Le ultime notizie relative alla partecipazione del M. alla decorazione dello studiolo si fermano al 1452, quando si ha notizia dell’allestimento di una stufa per permettergli di lavorare alle tavole che «lui fa per lo studio de Belfiore delo Illustro nostro Signore» (Franceschini, p. 374).

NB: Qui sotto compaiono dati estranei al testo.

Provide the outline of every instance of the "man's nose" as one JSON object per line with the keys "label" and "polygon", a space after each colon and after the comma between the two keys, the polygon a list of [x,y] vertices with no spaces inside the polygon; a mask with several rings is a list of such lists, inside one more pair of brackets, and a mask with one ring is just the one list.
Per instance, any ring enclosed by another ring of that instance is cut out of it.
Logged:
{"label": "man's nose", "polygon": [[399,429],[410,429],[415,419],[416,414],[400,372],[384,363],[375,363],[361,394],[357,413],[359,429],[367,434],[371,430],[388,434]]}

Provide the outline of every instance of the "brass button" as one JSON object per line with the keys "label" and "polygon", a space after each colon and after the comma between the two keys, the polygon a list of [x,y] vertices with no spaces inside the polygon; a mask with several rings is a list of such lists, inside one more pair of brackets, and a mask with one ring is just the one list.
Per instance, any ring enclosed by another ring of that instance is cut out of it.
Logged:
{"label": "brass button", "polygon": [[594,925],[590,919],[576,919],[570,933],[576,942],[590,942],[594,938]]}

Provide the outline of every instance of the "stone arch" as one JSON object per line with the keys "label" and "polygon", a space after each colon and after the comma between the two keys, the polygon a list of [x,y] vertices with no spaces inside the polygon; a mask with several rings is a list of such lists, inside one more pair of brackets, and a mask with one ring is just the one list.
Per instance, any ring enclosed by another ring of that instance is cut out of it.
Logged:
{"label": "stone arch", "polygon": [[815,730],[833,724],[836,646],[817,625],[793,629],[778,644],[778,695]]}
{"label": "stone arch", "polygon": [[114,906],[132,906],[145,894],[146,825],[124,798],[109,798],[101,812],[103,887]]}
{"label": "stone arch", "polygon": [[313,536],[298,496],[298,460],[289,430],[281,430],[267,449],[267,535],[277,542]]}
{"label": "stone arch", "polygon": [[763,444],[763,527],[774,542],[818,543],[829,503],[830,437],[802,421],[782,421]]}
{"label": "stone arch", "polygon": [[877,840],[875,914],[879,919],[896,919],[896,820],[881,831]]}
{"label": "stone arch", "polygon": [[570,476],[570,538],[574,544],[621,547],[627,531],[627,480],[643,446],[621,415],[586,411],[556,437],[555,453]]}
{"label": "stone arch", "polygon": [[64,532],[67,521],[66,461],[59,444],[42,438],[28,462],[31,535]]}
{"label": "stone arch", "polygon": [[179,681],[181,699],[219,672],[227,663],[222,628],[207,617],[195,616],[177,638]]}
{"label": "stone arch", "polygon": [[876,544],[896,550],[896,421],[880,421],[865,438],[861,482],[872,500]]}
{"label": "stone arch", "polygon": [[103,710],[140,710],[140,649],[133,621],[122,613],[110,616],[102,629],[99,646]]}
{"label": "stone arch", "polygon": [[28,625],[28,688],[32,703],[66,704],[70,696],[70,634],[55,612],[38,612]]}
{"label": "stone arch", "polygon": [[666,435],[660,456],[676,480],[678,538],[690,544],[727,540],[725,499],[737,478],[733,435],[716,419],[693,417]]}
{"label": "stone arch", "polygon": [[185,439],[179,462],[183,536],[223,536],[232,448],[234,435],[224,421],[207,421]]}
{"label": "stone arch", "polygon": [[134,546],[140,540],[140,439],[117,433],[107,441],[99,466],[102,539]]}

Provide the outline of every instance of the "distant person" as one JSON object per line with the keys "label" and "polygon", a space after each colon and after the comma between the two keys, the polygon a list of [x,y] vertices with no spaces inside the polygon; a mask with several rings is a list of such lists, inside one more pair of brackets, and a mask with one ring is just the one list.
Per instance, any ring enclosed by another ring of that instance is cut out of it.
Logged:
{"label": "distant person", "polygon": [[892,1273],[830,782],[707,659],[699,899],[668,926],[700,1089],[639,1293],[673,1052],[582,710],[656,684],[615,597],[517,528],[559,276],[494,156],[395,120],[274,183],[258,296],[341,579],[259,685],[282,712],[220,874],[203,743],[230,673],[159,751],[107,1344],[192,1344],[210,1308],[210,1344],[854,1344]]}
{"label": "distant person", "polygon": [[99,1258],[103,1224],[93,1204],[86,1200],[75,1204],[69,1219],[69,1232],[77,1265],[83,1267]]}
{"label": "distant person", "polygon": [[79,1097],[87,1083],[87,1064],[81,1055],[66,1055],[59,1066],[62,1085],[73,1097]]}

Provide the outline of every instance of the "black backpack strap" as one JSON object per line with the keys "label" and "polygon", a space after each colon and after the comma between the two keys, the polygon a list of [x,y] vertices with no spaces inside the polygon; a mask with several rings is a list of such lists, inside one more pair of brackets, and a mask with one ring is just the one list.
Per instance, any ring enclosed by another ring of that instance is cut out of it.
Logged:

Ancora nel 1448 il M. era stato citato in relazione a un dono ricevuto da Leonello in occasione del Natale («panni de grana»: ibid., pp. 308 s. doc. 607). Nel 1455, invece, il M. ricevette in dono dal successore di Lionello, Borso d’Este, una casa «per suo habitare», pretendendo in cambio «ogni anno in la festa de Pascoa de la rexuratione uno belissimo fiore depinto, on voglia roxa, on ziglio, on altro fiore che vorà epso Maistro Anzollo» (ibid., p. 442 doc. 763 n). Prima di quell’anno si sa che il pittore abitava in casa di messer Antonio da Cervarola a spese del duca (ibid., p. 411 doc. 726 p). Da alcuni documenti di pagamento risalenti al 1455 si sa, inoltre, che il M. aveva due garzoni, Giovanni e Giacomo (Venturi, 1885, p. 708; Franceschini, p. 443 doc. 764 b e passim): quest’ultimo potrebbe essere, secondo l’in;terpretazione di Venturi, quel «Giacomo Panizato» che risulta essere stato anche «garzone di Tito Livio e di Gherardo da Vicenza pittore». Al 5 ag. 1456 risale il testamento del M. in favore della concubina Cassandra (che lasciò insieme con la loro figlia Bartolomea, infante) e di Anselmo di Salimbeni da Siena, camerlengo di Borso e «suo concittadino ed amico» (Campori, p. 11), come si evince dagli atti notarili di Tommaso Ricetta, notaio ferrarese (Milanesi, p. 295: ma si veda anche il documento pubblicato da Franceschini, p. 483 n. 822, e datato 15 marzo 1457, che fa riferimento a tal testamento e all’«herede» Anselmo). In un documento del 22 marzo 1457, pubblicato da Franceschini, in cui è indicata la cifra da elargire ad Anselmo di Salimbeni, allo scopo di pagare le persone che lavorarono nella casa del maestro, il M. figura già come defunto.